I've now rented and downloaded two (over-priced) movie rentals which I've not watched. Here's the deal - apparently our iPod (purchased a year ago or less) doesn't work with the movie rentals feature and the error gives me no rhyme, reason or next step to watch my rental. This is what I find out AFTER:
- wasting a bunch of time trying to load the movie on my iPod (no error, just nothing happened)
- reading through all the materials about iPod and Apple's movie rental program (nowhere could I see what versions work/don't work)
- waiting for an update to release to hopefully fix the issue.
I hesitated to write this post because, I feel like I'm probably missing something...BUT, Apple's whole thing is about being intuitive...so, they've set themselves up. When it takes me more than 10 minutes to figure out something isn't working and then multiple attempts to find out it's not going to work for me - I'm upset, because my expectation is that this should be fairly easy.
Further frustration. Though I didn't want to spend time on the phone with customer service/tech support, I wanted to get to the bottom of my problem. So I called. Bigger problem, when I had the time to spend with tech support it was outside of regular business hours so, I couldn't get any help. Sheesh. And, since I downloaded the movie on our Mac, my only choice now is to watch it there (sitting on an uncomfortable bar stool because my hubby doesn't want us carrying our Mac all over the house) or go buy the cable to hook it to our TV (more steps for me to take). BECAUSE even though my laptop is authenticated with my iTunes info, I've never been able to find out how to open my full purchased library on both machines - it only shows purchases made on the individual machine. I think I should be able to see the rental in iTunes on my laptop because I could easily hook that to the TV and watch my rental.

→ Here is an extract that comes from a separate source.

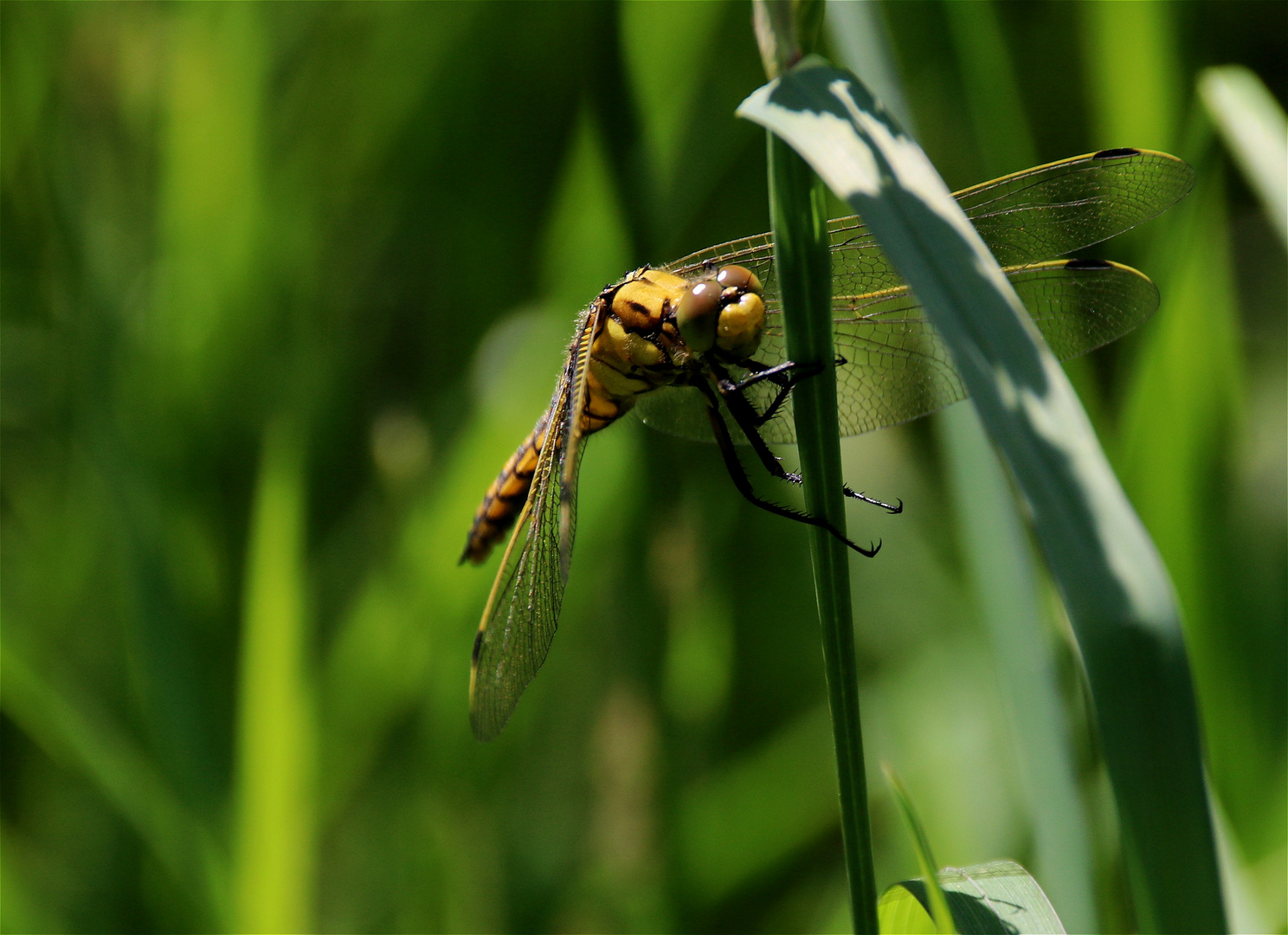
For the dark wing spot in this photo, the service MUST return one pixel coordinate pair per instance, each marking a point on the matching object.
(1116, 153)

Anyways, for this and other reasons which I may or may not write about, our household is questioning our jump into the Apple world...our first experience stepping out of the Windows world was a GREAT one. Our Nano was so intuitive and iTunes was so easy to use, reasonably priced, and never gave us any trouble. Our experience with our iPod has been less "great" and it's getting progressively worse with our iMac...we're not sure what to do with it, we can't open certain attachments in our email or even view some HTML emails (not just from anyone, but from AK Airlines), we need multiple browsers because Safari doesn't always work with everything, and we both feel like the learning curve is steeper than we were "sold" and we don't have the tolerance to stick with it. Also, it's added complexity to our "network" rather than simplifying (we can't use our iPod or Nano from OS to OS without wiping it even though it's iTunes either way - I would think we're beyond the whole OS compatibility problem).

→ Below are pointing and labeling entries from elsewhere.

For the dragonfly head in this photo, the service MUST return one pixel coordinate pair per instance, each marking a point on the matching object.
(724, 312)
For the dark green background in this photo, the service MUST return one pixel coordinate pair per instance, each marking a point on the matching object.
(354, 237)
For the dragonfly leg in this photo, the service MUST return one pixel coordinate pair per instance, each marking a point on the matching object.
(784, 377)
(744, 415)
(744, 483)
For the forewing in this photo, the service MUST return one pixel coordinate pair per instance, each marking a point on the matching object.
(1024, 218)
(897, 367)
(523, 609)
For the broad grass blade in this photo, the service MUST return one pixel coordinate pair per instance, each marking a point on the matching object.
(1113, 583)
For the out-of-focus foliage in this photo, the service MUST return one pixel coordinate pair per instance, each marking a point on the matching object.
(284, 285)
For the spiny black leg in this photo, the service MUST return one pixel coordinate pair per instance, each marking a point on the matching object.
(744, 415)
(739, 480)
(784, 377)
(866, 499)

Result: we're not using the machine and tools to the fullest and thus Apple is not building the respect needed to keep us loyal customers. Technology changes so fast -I know for us, we're looking to be loyal and put all our trust in one provider that makes things easy for us (I just want to use the stuff - I'm past the point of caring to understand it).
This is a huge opportunity for the right provider/partnership...Google isn't there yet. Microsoft isn't there yet. Apple isn't there yet. I'm a fan of competition, but the right partnerships between these three for the sake of growing consumer use could really be the ticket. A "platform agnostic" experience...where everything works everywhere, no one supreme ruler...I know that's in part dependent on developers, and the big players are trying...sort of...but, the time is now, before the technology surpasses the average consumers ability to grasp its potential for them.
As a consumer, I'm forced to spend too much of my time floundering around trying to keep up. I want to use it all, but I feel like I'm falling behind and integrating everything is becoming too overwhelming...and I used to be one of the savvy ones.